北朝鮮との冷戦状態にある韓国では、いまだに若者たちを対象にした約2年間の徴兵制度が実施されている。厳しい軍服務期間は外との関わりをほとんど持てなかったが、ここ数年になって徐々に解放されてきた。
その最大の転換点が、2019年4月に韓国国防部が執った「兵士のスマートフォン使用許可政策」だ。それまでは一部だけがテストケースとして使用を許されてきたものが、全面的に解禁された。
その際、問題となったのが通信制限と料金だ。実際に軍務をこなしている間、Wi-Fi環境がない場合がほとんどであり、通常のデータ通信が主流となるだけに、無制限ではもったいないが、使用量が制限されたプランを使うとそれでは足りないという事態が起きたのだ。そのため、スマートフォン料金を通じて貧富の格差が起きる懸念があった。
それを解消するために国防部は、スマートフォン各社と交渉し、韓国では軍人限定の格安プランが誕生することになった。これによって軍内部でスマートフォンによる格差が生まれることもなくなった。

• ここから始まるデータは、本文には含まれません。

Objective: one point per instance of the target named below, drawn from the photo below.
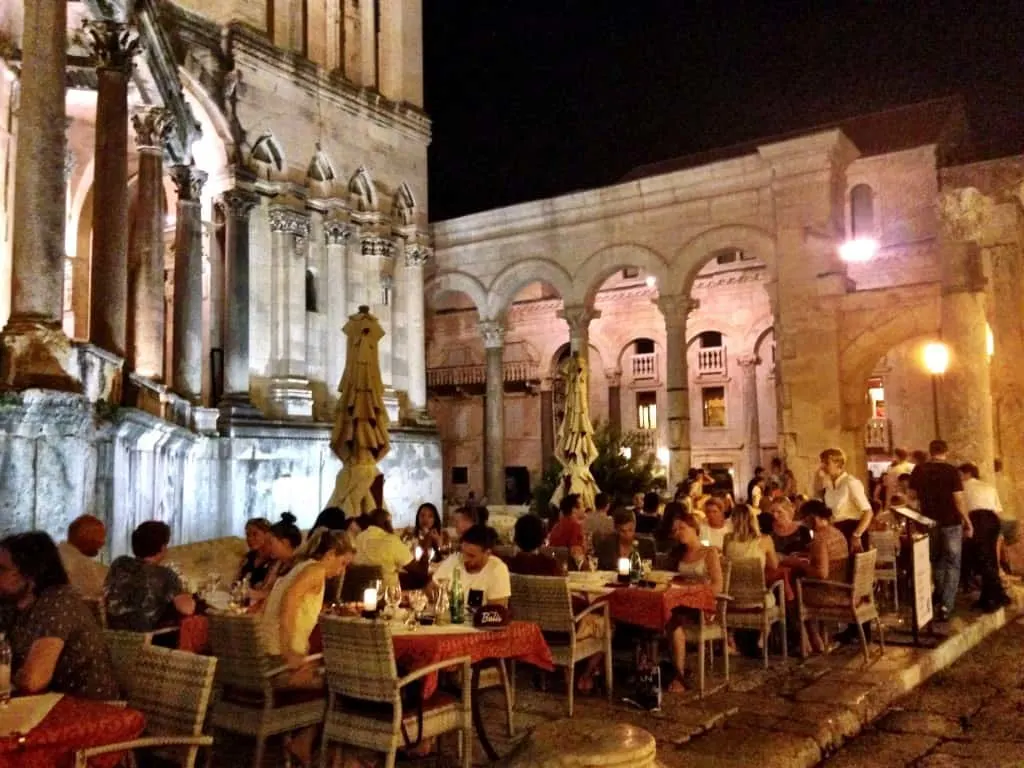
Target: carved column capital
(239, 203)
(289, 221)
(153, 125)
(493, 333)
(113, 44)
(188, 181)
(336, 232)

しかし、こうしたスマートフォンの解禁は、すべてがプラスに働いたわけではない。実は軍人がスマートフォンを持ち込めるようになってから、不法賭博の事例が急増したことがわかったのだ。
7月4日、国防部から提出された資料によると、2017~2021年に部隊で一般兵が不法賭博を利用して摘発された事例は、計1557件に上り、摘発総額は605億ウォン(約60億5000万円)に達することがわかった。

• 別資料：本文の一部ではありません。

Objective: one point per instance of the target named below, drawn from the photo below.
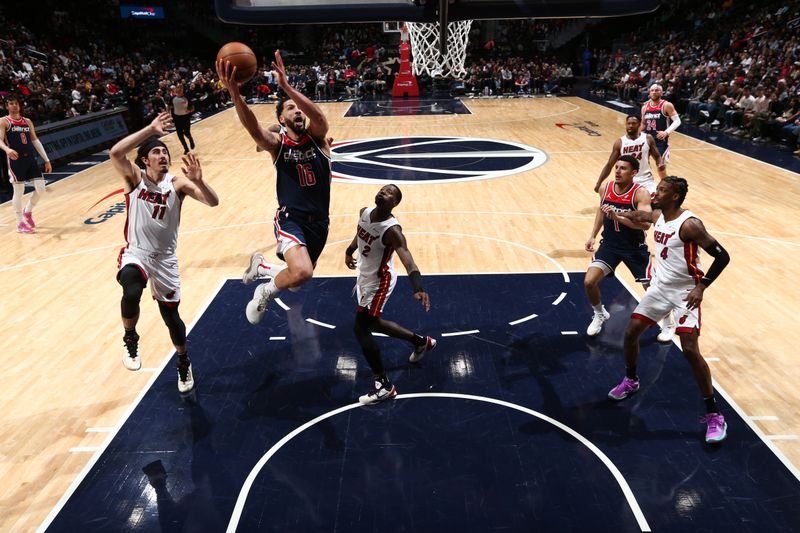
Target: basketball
(242, 57)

年度別には、 2017年52件(26.6億ウォン)、2018年104件(32.5億ウォン)から、“スマホ可”となった2019年535件(169.4億ウォン)、2020年564件(237.6億億ウォン)となっており、2019年のスマートフォン解禁時には摘発件数が5倍に増加した。
この結果には韓国内でも「軍人には用途を限定した端末を与えるべき」「軍服務期間には国防に専念しなければならない。携帯電話は国防に必ず必要な事項でもなく、将兵の福祉向上手段にもなれない」「軍務中にスマートフォンが本当に必要なのだろうか」など、批判的な意見が多く上がっている。
現代人にとってスマートフォンは、もはや己の一部といえるほど、生活に密接している。若い軍人に使用を許可するのはいいのだが、厳格なルールがなければより悲惨な事態になる可能性もあるのではないだろうか。